Analyse expert · Révisée le 22.08.2026
Statut pédagogique
Méthode et sources vérifiées ; résultats empiriques de la source non reproduits. Cette page n’établit ni performance observée, ni effet causal démontré, ni validation scientifique complète.
Preuves directement vérifiables
Rôle des priors, régularisation et mise à jour bayésienne.
Ce qu’il faut distinguer
Chaque prior indique source, population, période, échelle et raison de transport.
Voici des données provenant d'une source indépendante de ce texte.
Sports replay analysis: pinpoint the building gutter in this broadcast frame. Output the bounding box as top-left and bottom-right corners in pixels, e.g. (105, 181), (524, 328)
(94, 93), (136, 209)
Les expériences internes priment sur les benchmarks génériques ; les bornes physiques et économiques régularisent sans inventer une précision excessive.
Un échantillonneur performant ne sépare pas deux canaux parfaitement corrélés. Variation, saisonnalité, support, colinéarité et changements de définition sont diagnostiqués avant de choisir la famille de priors.
La moyenne d’un ROAS ne suffit pas. Calculer probabilité de rentabilité, risque de perte, distribution des courbes marginales et regret des allocations. La règle dépend de l’aversion au risque et de la réversibilité.
Méthode
Définir résultat, contrôles, tendance, saison, adstock, saturation, interactions et niveau hiérarchique. Relier chaque composant à une hypothèse métier testable.
Convertir expériences, études, benchmarks comparables et contraintes en distributions. Publier quantiles plausibles plutôt qu’une précision arbitraire. Prévoir un prior faible de référence.
Contrôler convergence, taille effective, autocorrélation, divergences et prédiction postérieure. Tester récupération sur données simulées et capacité à reproduire les périodes tenues à l’écart.
Comparer les postérieurs aux expériences, conduire des analyses de sensibilité aux priors et simuler les décisions. N’autoriser une allocation que si elle reste acceptable dans les variantes crédibles.
Trois canaux combinent prior et données ; la règle finale porte sur une probabilité de rentabilité, pas un coefficient ponctuel.
Les données hebdomadaires donnent à la vidéo un ROAS très instable de 4,1 ± 3,0, car ses dépenses suivent la saison. Une expérience antérieure comparable estime 1,8 ± 0,5. Le prior retenu est 1,9 ± 0,8 afin de rester plus large que l’expérience.
Avec une approximation normale, précision du prior 1/0,8² = 1,5625 et précision des données 1/3² = 0,1111. Moyenne postérieure : (1,9 × 1,5625 + 4,1 × 0,1111) ÷ 1,6736 = 2,05. Écart-type postérieur : √(1/1,6736) = 0,77. La probabilité d’un ROAS supérieur au seuil 1,6 est d’environ 72 %.
Le canal n’est pas étendu au maximum : 72 % reste sous la porte de 80 %. Une expérience géographique est financée pour augmenter l’information avant la prochaine allocation.
Conditions d’acceptation
Sources, échelles et transport des priors sont documentés.
Convergence, prédiction et récupération de paramètres sont vérifiées.
Les décisions utilisent probabilités de seuil et risque de perte.
Plusieurs priors crédibles et une calibration expérimentale sont comparés.